Mr. Salinas has been working around the clock, sleeping only a handful of hours a day. He owns two funeral home locations, one in Hidalgo County and a second in neighboring Cameron County. Smaller funeral homes have been referring grieving families to him when they have no more space.
“I tell them, stop sending them,” he said. “We are tired. We haven’t stopped. We need to sleep.”
On a recent afternoon, Monica Garcia told Mr. Salinas of the day that her mother texted her from a hospital, pleading to “get me out of here.”
Relatives rushed to the hospital parking lot, where a doctor explained that her mother, 61-year-old Sylvia N. Fuentes, had a better chance at beating the coronavirus in an intensive care unit than at home. They left feeling hopeful. The next day — Wednesday — her kidneys gave out and she died.
During a two-hour meeting with Mr. Salinas, Ms. Garcia and other family members picked out a burial outfit. Ms. Fuentes would be dressed in her favorite dress. She would wear her favorite hair brooch she wore on special occasions.
“Peinala to the side,” Ms. Garcia said, mixing Spanish and English, comb her hair to the side. “She loved taking photos and posing,” Ms. Garcia said. “She’d like to look pretty.”
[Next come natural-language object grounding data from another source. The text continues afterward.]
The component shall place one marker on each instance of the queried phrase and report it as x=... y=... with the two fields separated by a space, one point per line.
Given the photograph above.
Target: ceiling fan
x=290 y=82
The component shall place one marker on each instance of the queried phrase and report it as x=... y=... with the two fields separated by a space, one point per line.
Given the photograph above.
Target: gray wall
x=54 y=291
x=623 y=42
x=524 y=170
The relatives picked a pearl-white coffin adorned with a medallion: “Querida Madre,” beloved mother. They shared a tender look that, in some other year, might have turned into a group hug. Instead, they looked down and returned to Mr. Salinas’s office to complete paperwork.
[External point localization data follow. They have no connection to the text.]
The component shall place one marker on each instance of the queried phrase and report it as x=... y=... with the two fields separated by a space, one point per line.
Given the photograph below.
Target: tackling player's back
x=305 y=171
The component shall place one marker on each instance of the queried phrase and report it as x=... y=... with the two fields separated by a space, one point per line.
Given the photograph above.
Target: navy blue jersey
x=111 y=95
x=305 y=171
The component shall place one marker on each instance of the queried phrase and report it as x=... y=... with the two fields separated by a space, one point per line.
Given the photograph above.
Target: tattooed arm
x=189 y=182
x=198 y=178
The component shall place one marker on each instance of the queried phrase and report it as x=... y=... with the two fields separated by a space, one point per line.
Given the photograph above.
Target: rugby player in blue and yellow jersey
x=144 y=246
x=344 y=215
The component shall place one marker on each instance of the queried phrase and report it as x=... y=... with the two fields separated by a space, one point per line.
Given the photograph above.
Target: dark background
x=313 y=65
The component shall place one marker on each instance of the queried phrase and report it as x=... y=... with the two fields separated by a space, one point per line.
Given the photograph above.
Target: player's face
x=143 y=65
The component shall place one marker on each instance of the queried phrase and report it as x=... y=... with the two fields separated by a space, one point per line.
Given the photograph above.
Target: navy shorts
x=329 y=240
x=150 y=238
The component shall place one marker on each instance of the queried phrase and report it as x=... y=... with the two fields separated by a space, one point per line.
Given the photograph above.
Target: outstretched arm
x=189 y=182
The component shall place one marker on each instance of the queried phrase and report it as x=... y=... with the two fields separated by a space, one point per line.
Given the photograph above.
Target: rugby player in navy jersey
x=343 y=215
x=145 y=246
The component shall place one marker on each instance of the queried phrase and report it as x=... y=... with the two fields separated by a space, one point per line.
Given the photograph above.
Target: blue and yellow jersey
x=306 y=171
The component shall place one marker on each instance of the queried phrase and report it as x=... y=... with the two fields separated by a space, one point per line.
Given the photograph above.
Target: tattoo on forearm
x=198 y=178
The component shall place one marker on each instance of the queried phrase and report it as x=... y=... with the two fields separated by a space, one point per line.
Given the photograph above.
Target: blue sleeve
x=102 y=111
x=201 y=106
For Mr. Salinas, long days have begun to blend, one into the next.
When a call came in on a recent afternoon, it was from inside the funeral home. The virus had hit close again. The cousin of a funeral home worker had died from Covid-19. His body waited in the nearby chapel. Mr. Salinas excused himself and disappeared down the hall.
Mitch Smith contributed reporting from Chicago.